In other words, Jesus in today’s Gospel was telling Nicodemus and us, how great is the love of God for us. God loves and saves us. We may not be worthy of His love …it is actually a privilege gained through pure grace and not on merit. Because of this love that Jesus allowed himself to be lifted up as Moses lifted a bronze serpent so that all those bitten by the deadly serpent of sin might look up to him for healing and redemption. Jesus imparts on us that God is interested more about man’s salvation rather than condemnation. While reflecting on today’s Gospel message, it feels to me that Jesus was like telling me personally – “I love you no matter what. I am not here to punish you nor to judge you. I am here to save you and offer you, love. All I ask of you is to remain in my love.”

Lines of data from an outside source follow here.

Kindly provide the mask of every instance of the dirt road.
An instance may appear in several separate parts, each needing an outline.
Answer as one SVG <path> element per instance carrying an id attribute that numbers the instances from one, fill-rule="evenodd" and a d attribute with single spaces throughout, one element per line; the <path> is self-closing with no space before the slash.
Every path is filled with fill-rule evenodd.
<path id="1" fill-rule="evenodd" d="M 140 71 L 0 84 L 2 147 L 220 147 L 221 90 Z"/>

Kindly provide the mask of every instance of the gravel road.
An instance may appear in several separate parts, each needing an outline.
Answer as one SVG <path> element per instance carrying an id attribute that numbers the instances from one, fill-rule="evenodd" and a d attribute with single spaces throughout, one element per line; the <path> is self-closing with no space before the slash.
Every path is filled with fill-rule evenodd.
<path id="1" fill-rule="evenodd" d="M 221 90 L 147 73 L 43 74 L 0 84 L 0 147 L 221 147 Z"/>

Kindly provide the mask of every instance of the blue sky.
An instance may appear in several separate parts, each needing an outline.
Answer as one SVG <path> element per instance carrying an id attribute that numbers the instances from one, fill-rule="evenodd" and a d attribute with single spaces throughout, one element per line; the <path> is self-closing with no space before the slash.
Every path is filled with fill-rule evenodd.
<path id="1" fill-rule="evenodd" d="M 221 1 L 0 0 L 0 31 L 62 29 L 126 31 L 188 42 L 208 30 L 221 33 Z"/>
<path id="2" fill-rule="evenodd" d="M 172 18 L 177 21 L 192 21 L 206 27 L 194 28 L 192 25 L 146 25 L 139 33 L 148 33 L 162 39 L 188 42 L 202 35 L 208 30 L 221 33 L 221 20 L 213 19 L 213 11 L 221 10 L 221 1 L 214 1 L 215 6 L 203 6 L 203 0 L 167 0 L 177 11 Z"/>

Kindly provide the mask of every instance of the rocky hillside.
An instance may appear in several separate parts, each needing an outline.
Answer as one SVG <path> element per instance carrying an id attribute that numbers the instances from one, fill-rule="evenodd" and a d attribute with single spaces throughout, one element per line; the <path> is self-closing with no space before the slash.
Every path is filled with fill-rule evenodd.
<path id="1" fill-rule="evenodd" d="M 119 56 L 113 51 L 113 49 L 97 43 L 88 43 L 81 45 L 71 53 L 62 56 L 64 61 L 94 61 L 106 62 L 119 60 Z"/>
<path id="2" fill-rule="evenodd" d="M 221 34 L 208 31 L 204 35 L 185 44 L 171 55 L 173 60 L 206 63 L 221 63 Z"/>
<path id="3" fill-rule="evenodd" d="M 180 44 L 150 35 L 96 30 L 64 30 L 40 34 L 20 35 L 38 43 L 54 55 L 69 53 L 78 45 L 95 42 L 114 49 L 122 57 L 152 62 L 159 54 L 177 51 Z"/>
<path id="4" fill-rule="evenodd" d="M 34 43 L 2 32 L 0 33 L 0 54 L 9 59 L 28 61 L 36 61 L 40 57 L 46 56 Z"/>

The Fourth Sunday of Lent is called Laetare Sunday. Laetare means to rejoice. We rejoice in the fact that God loves us. This is precisely the message of this Sunday’s liturgy – it’s LOVE! If we pondered deeply in the readings of today, the first reading (2 Chronicles), the second reading (Ephesians), and the Gospel, they shared something in common. It is just like reading a love letter from God. Do we really know how much God loves us? Do we really know how lavishly God wants to bestow his love upon us? God loves us so much that this love leads him to even sacrifice his only-begotten Son. Real love always involved sacrifice. We would know how deep is the love given by what it cost him. Jesus has proven the depth of his love of the Father and mankind for being obedient even unto death. John 15:13 “There is no greater love than to lay down one’s life for one’s friends. Jesus further said – You are my friends. And he stretched out his hands and died on the cross.
Having realized the depth of God’s love, it should lead us to grow in our love of God and our fellowmen, It should lead us to a more profound faith in him. That we should learn to love God deeply and to love our fellowmen sincerely.

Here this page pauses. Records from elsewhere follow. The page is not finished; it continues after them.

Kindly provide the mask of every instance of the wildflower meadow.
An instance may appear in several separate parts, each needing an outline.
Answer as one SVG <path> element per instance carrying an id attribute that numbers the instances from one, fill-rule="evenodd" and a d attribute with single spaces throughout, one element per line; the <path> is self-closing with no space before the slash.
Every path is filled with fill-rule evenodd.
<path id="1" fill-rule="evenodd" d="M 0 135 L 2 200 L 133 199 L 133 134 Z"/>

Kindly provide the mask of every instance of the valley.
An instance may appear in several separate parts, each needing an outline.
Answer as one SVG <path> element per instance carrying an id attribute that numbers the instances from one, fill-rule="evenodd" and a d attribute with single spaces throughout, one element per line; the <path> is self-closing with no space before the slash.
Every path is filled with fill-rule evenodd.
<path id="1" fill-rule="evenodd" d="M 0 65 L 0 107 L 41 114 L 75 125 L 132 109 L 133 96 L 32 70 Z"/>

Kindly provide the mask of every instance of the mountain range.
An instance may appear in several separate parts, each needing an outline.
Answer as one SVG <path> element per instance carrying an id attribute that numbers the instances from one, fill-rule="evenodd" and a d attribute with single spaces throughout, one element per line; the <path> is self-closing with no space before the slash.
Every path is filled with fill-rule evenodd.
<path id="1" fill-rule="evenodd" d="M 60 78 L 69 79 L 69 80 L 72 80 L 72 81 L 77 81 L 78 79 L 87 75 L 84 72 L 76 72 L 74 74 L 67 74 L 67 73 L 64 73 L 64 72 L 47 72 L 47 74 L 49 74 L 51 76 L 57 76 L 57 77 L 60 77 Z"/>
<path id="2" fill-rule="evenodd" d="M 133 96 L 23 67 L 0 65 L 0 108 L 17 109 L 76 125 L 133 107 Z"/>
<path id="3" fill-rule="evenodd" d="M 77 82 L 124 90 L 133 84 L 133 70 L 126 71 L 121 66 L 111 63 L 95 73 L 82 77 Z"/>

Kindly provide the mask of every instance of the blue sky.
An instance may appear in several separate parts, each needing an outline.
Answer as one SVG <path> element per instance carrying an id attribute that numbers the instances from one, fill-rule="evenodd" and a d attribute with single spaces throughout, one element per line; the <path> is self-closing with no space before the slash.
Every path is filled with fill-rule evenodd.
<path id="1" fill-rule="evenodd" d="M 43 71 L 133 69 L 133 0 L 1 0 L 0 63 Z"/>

An old priest was about to retire, and in his farewell party, a parishioner asked him this question. “Father, in your ministry as a priest, you have delivered countless of homilies. I should say, I don’t remember any of them. Would you give me your most important message that I should remember?” And the priest said, “You may not remember any of my words, it’s alright. But this I ask you not to forget – that You are loved! You are loved unconditionally by a greater love than you can ever imagine. God loves you now and forever. What should be your response to this love?”